Comparisons were made of the functional status before SE onset and at the time of discharge using the mRS. While 36 patients (45.0%) had good functional status (scores of 0–2) at the first SE admission, 44 (55.0%) were classified with poor initial functional status (scores of 3–5). A marked decline in the functional status was noticed on hospital discharge, as 55 patients (68.7%) were identified with poor functional status at this time (p < 0.001). Some improvement in the functional status was noticed between the first hospitalization discharge and the second admission (p = 0.01). However, after the second SE episode, a clear shift to poorer outcomes and functional status was observed, as 9 patients (11.3%) died and 62 patients (77.5%) had poor outcomes (scores of 3–6) (p < 0.001). The number of deceased patients increased to 32 (40.0%) by the end of the follow-up in 2019. Changes in the functional status of the patients are presented in Fig. 2.

Fig. 2
figure 2

mRSs at admission and discharge for the first and second SE episodes

The decline in the functional status after subsequent SE episodes affected the discharge destination of the patients. After the first episode, 38 patients (47.5%) were discharged home, whereas only 31 (38.8%) were discharged home after the second episode.

Pharmacological treatment during the first three admissions

First-line medication

Out-of-hospital emergency treatment with benzodiazepines (predominantly midazolam; 36/44 patients, 81.9%) was administered to 44 patients (55.0%) during the first SE episode. Emergency treatments were initiated by laypersons (7 patients, 15.9%) or ambulance service personnel (40 patients, 90.1%), and 32 patients (40.0%) began treatment at the hospital. No increase in out-of-hospital treatment was noticed during the second episode (43 patients, 53.7%, p = 0.873), despite the recent history of SE. Emergency treatment during the second episode was initiated by laypersons (9 patients, 20.9%) and ambulance service personnel (36 patients, 83.7%), indicating a slight increase in out-of-hospital treatments by laypersons.
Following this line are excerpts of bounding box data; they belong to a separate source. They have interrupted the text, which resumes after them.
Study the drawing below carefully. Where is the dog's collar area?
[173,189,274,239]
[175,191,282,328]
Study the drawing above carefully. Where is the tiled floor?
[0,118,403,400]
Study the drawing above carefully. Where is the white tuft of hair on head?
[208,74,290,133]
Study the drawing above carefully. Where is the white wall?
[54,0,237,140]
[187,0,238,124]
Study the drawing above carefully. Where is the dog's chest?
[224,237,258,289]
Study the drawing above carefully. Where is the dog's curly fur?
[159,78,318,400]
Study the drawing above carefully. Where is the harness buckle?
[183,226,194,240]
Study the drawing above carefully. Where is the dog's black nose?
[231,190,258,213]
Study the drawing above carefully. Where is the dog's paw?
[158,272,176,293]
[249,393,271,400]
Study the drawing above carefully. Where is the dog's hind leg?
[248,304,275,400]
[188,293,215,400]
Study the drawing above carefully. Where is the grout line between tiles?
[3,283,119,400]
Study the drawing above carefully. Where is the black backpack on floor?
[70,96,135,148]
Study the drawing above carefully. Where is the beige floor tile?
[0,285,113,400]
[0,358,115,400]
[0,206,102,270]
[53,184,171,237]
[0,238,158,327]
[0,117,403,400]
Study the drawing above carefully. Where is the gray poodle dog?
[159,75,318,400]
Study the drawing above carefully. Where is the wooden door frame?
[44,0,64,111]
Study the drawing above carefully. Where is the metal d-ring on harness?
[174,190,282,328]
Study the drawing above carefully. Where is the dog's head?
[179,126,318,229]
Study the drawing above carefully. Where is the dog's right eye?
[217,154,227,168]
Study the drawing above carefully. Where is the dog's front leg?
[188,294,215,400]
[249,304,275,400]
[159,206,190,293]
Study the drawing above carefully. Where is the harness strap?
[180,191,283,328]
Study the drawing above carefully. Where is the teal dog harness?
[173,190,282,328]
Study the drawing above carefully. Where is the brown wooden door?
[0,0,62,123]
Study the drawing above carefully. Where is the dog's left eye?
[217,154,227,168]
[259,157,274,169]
Lorazepam was the most commonly used benzodiazepine in out-of-hospital and in-hospital administrations combined (first admission: n = 56; 70.0%; second admission: n = 59; 73.8%). The mean dosage of lorazepam was less than the current treatment regimen, in terms of both bolus and maintenance doses (first admission: bolus 2.22 mg ± 1.56, maintenance dose 2.97 mg ± 1.47; second admission: bolus 1.68 mg ± 0.80, maintenance dose 2.82 mg ± 1.50).

Number of ASMs used

In total, 48 patients (60%) were taking ASMs before the first SE episode, with a mean of 1.1 ASMs per patient (SD 1.2; range 0–5); 22 patients (27.5%) were on a single ASM, 14 patients (17.5%) had two ASMs, and 12 patients (15.0%) had three or more ASMs. After the first SE episode, patients received a higher amount of ASMs when they left the hospital (mean 2.1; SD 1.2; range 1–6, p < 0.001), with 31 patients (38.8%) discharged with one, 24 patients (30.0%) with two, 12 patients (15.0%) with three, and 15 patients (17.5%) with four or more ASMs.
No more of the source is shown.